Wapń jest więc składnikiem, któremu bez wątpienia warto poświęcić większą uwagę i zadbać o dostarczanie organizmowi jego odpowiednich ilości. Przyjmuje się, że dorosła osoba potrzebuje dziennie około 1000 mg wapnia. W przypadku kobiet w ciąży jest to 1200–1600 mg w zależności od wieku, a 1500 mg u kobiet po menopauzie i wszystkich osób po 65 roku życia. Większej dawki niż dorośli potrzebuje także młodzież – jest to około 1300 mg. Dzieci do 10 roku życia powinny spożywać dziennie około 800 mg wapnia, natomiast zapotrzebowanie niemowląt jest w pełni zaspokajane przez mleko, niezależnie czy jest to mleko matki, czy modyfikowane.
Źródła wapnia
W ciągu naszego życia niejednokrotnie spotykaliśmy się z hasłem „Pij mleko, będziesz wielki”. Bez wątpienia przyczyniło się ono do przekonania, że głównym źródłem wapnia jest właśnie nabiał. Tymczasem coraz większą popularność zyskują diety, w których się z niego rezygnuje w celu wyeliminowania laktozy. Czy w takich przypadkach konieczne jest suplementowanie wapnia?
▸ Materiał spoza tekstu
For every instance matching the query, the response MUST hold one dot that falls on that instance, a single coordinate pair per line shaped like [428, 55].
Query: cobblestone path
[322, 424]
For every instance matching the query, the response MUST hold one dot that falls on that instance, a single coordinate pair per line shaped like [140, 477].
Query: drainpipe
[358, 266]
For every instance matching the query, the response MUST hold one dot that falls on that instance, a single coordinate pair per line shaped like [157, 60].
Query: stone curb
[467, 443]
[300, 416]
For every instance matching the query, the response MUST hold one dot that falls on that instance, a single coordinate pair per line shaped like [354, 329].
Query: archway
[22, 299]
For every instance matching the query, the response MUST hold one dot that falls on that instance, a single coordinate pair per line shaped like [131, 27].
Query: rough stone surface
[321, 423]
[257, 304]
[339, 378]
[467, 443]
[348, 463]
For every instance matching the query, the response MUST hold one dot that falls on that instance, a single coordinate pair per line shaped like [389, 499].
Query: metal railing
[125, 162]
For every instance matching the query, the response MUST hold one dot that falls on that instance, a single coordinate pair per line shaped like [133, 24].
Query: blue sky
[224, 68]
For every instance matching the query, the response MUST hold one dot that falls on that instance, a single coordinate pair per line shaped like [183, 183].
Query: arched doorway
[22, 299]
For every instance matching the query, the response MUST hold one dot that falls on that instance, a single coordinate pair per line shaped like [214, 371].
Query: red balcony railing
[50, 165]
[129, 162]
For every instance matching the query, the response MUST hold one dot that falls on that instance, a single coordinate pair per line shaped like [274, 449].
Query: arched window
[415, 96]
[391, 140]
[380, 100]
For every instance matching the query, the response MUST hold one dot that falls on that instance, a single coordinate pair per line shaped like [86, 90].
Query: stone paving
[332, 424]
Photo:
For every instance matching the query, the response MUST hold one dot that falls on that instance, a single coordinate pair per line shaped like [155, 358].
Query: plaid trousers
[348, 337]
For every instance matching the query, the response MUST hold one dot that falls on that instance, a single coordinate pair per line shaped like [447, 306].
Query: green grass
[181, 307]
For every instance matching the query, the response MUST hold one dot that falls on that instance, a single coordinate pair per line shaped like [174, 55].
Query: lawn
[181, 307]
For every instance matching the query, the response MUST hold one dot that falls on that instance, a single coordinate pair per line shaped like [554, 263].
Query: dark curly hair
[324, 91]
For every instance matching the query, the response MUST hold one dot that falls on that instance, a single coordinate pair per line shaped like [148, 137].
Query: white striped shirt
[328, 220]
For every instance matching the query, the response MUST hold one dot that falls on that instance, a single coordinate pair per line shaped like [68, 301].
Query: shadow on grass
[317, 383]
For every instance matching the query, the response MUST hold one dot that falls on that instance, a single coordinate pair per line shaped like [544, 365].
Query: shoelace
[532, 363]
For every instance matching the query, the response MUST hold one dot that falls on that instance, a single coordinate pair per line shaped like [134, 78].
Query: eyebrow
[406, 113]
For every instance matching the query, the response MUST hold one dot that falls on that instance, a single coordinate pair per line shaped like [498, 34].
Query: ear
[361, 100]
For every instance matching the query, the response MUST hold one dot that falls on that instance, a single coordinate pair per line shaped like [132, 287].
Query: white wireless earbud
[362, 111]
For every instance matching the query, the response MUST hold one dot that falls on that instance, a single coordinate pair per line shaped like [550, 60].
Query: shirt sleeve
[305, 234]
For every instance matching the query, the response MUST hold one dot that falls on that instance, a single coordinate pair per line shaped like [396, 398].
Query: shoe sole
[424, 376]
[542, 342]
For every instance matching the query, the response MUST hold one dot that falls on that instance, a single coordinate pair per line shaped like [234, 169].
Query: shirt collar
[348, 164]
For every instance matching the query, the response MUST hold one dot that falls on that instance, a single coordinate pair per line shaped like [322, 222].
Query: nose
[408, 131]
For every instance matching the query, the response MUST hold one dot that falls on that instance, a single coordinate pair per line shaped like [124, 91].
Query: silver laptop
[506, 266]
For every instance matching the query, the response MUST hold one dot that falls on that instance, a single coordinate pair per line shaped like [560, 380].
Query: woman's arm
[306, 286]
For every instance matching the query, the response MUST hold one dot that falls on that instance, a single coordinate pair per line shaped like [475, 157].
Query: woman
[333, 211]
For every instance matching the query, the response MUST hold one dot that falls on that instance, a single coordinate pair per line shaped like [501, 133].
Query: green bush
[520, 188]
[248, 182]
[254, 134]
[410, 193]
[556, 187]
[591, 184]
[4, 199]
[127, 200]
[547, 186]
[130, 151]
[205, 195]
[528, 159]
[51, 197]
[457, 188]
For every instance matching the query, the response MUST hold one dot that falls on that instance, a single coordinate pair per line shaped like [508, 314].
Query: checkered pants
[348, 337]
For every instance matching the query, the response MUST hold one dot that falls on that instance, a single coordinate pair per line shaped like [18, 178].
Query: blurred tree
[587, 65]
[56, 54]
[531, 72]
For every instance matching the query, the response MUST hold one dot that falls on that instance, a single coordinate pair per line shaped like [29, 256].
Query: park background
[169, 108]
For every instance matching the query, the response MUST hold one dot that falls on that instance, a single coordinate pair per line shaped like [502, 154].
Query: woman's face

Istnieją takie sytuacje, ale nie można ich traktować jako normę. Nabiał to tylko jedno ze źródeł tego pierwiastka, a pokarmy roślinne mogą je doskonale zastępować. Widać to zwłaszcza, jeśli porówna się zawartość wapnia w 100 gramach. W przypadku mleka krowiego jest to około 120 mg/100g. Dokładnie tyle samo wapnia zawierają „mleka” roślinne wzbogacane wapniem, a w przypadku fasoli jest to 160mg/100g i 240mg/100g migdałów. Dlatego rezygnując z nabiału, nie musimy martwić się o stan naszego organizmu. Wystarczy, że w naszej diecie postawimy na źródła roślinne. Mogą to być: mak, sezam, soja, migdały, słonecznik, orzechy, rośliny strączkowe oraz wiele innych.
Wchłanianie wapnia
Przyjmuje się, że średnio absorpcja wapnia ze spożywanych posiłków wynosi około 30%. Wpływ na to mają inne składniki występujące w naszym pokarmie oraz używki. Na mniejsze wchłanianie się wapnia wpływ mają: alkohol, tytoń, kawa, herbata, cukier i nadmiar soli. Podobnie działa nadmiar tłuszczów, a także szczawiany i fityniany. Dwie ostatnie substancje występują między innymi w roślinach strączkowych, szpinaku, rabarbarze, czyli w roślinnych źródłach wapnia. Możne jednak łatwo ograniczyć ich ilość w produktach dzięki odpowiedniemu przygotowaniu – blanszowaniu lub moczeniu. Natomiast korzystnie na absorpcję wapnia w naszym organizmie wpływają: krzem, witamina C i A oraz właściwy poziom magnezu i witaminy D.